LAS VEGAS, Nev. (FOX5) – Some students on Las Vegas’s west side only have access to the internet because of a federally-funded broadband internet program, but it will end unless Congress renews it.

The uncertainty of the program’s future raises concerns for one local special education teacher. Lisa Smith is a 5th-grade special ed teacher at Abston Elementary. Smith told FOX5 a good amount of her students would lose internet if the “Affordable Connectivity Program” She said the loss of connectivity would deprive them of what she calls much-needed after-school learning time.

“They need that supplemental skills practice on their own time,” Smith told FOX5′s Mike Allen. “Using a calculator or adding and subtracting – mental math.”

Smith said losing the ability to learn on the computer at home would widen the achievement gap they already face.

“They’re about to go to middle school, where the standards and the level of instruction is going to become more challenging for them.”

Allen asked Smith what could be done if that happened. She said she could either stay late after school to spend more one-on-one time with her students…

“If I can do it maybe two or three times a day after school for an hour, I would do it.”

Or send students home with paper worksheets to complete.
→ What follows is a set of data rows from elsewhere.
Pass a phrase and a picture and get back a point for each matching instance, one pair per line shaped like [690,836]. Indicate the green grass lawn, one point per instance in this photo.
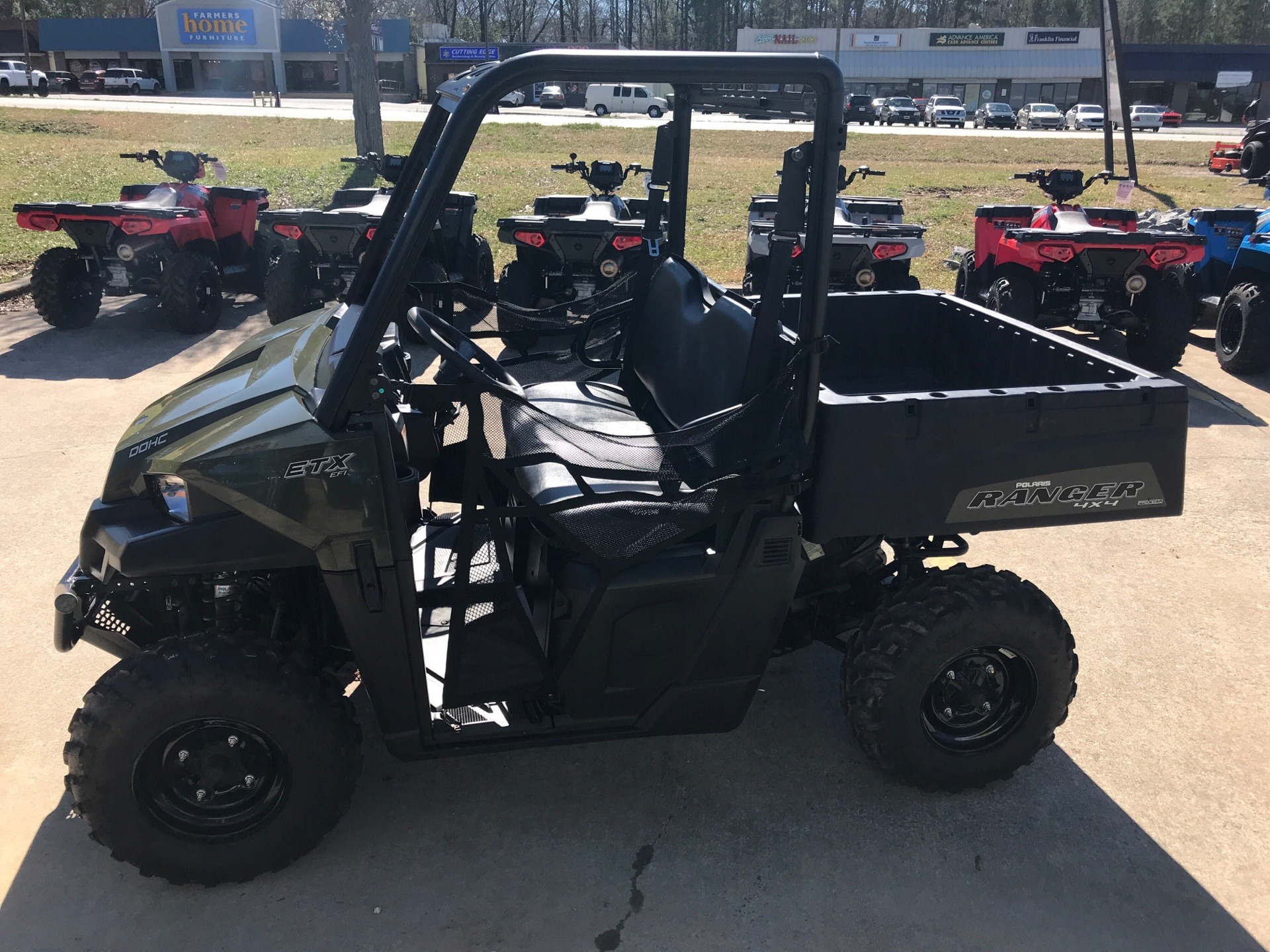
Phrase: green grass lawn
[58,155]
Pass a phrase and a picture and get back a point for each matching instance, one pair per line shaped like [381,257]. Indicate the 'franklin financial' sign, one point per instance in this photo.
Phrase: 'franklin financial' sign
[222,27]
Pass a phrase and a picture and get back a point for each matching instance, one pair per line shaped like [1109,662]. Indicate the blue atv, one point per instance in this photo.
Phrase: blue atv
[1242,339]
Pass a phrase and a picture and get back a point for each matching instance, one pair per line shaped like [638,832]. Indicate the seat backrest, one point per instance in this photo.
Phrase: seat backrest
[689,346]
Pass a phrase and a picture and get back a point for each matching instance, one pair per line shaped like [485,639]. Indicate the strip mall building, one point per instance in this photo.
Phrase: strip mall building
[220,48]
[1021,65]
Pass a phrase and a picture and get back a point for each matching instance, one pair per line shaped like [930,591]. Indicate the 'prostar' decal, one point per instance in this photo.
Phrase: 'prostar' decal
[1130,487]
[329,466]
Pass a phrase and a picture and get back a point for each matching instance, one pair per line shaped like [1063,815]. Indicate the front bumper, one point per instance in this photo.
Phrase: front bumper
[77,598]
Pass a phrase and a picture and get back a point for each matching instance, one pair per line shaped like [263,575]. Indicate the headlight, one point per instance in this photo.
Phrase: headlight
[172,495]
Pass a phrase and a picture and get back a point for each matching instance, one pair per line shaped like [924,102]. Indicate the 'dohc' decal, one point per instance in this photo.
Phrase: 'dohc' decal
[1130,487]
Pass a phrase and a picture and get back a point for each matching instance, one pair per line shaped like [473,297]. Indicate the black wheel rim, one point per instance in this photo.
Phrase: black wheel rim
[1230,331]
[211,779]
[978,699]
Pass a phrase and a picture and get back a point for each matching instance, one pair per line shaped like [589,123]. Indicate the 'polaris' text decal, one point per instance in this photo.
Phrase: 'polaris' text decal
[1074,493]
But Smith told us, she’s already short on time, and she’s not confident paper handouts would work as well for special education students as they do for others.

“I don’t know if students would actually do the work and get the practice, or get the instruction that they would need,” she said. “Some have ADHD and ADD.”

So Smith had a message for Nevada’s Congressional delegation:

“With these kids, they need to spend the money and invest in them so they can have a fighting chance.”